Simulation and Comparison of Pseudo-Plastic Fluids Flow in the Six Straight Blades Agitator

Pseudo-plastic fluids are vastly found in petrochemical and food processing engineering. A slight increase in the viscosity of pseudo-plastic fluids requires a large amount of torque to achieve the expected mixing, which in turn may lead to destruction of the mixing system. At the same time, due to the high viscosity, the mixing of pseudo-plastic fluids is usually carried out at low Reynolds number in laminar or the early transitional regime. To study the early transitional flow of the pseudo-plastic fluids in a Rushton turbine, both laminar model and large-eddy simulation (LES) were employed to investigate the characteristics of the flows. The carboxyl methyl cellulose (CMC) was chosen as the pseudo-plastic fluid because it was common and was vastly studied.
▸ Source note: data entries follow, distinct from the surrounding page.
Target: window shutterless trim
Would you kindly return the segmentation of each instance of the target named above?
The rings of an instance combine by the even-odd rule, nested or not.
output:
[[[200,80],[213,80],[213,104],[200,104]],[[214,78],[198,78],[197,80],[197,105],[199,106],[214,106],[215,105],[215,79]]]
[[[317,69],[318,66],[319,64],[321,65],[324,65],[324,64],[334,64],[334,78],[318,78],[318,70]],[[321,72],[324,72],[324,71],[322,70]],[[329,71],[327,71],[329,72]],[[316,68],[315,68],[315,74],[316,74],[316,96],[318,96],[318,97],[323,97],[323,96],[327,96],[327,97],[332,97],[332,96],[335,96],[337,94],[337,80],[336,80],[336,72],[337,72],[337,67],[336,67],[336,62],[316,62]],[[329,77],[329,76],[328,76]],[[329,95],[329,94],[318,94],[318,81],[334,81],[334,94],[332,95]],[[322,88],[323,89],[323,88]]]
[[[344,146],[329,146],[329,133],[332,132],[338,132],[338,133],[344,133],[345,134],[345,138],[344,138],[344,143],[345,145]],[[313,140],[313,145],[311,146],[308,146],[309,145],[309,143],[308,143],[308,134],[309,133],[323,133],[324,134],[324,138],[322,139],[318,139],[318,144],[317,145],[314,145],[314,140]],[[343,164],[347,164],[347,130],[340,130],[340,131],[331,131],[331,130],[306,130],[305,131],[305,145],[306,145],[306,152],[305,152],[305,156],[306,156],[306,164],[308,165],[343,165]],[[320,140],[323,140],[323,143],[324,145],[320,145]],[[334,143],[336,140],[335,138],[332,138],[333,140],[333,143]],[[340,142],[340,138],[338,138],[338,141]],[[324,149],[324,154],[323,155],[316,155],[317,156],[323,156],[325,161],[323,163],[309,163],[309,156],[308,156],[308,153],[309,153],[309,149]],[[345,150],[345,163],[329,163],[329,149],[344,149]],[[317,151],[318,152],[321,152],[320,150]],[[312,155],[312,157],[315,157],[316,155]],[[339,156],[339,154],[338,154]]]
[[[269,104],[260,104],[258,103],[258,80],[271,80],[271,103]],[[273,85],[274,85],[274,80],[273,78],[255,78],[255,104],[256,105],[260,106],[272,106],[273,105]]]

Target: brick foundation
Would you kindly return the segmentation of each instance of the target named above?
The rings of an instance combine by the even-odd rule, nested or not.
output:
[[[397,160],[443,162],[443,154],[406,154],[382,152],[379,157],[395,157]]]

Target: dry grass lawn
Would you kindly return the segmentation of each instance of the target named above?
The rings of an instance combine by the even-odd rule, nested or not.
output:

Some results of water flow were also included for the scaling of the mixer. Based on the validation of the numerical strategies, this paper focused on analyzing the fluctuation kinetic energy, power number and mixing time, and their dependences on the Reynolds number. Detailed analyses of the numerical results were carried out. It was found that as compared with water flow at the same Reynolds number, the flow of CMC had less fluctuation energy. Hence, in the mixing system, where the micro-mixing is important, the mixing efficiency of CMC is relatively low. Moreover, some operational suggestions regarding to different Reynolds numbers were proposed, which are expected to provide a reference for the mixing operations of similar pseudo-plastic fluids and thereby reduce the energy consumption. In case a relatively higher fluctuation kinetic energy is required to facilitate mixing, it is suggested to conduct the stirring operation at a Reynolds number of above 1 000, ensuring the flow in a transitional regime. In contrast, if the fluctuation kinetic energy is not necessary in a mixing system, in order to save power, it is better to operate the mixer at the Reynolds number in the range of between 50 and 600.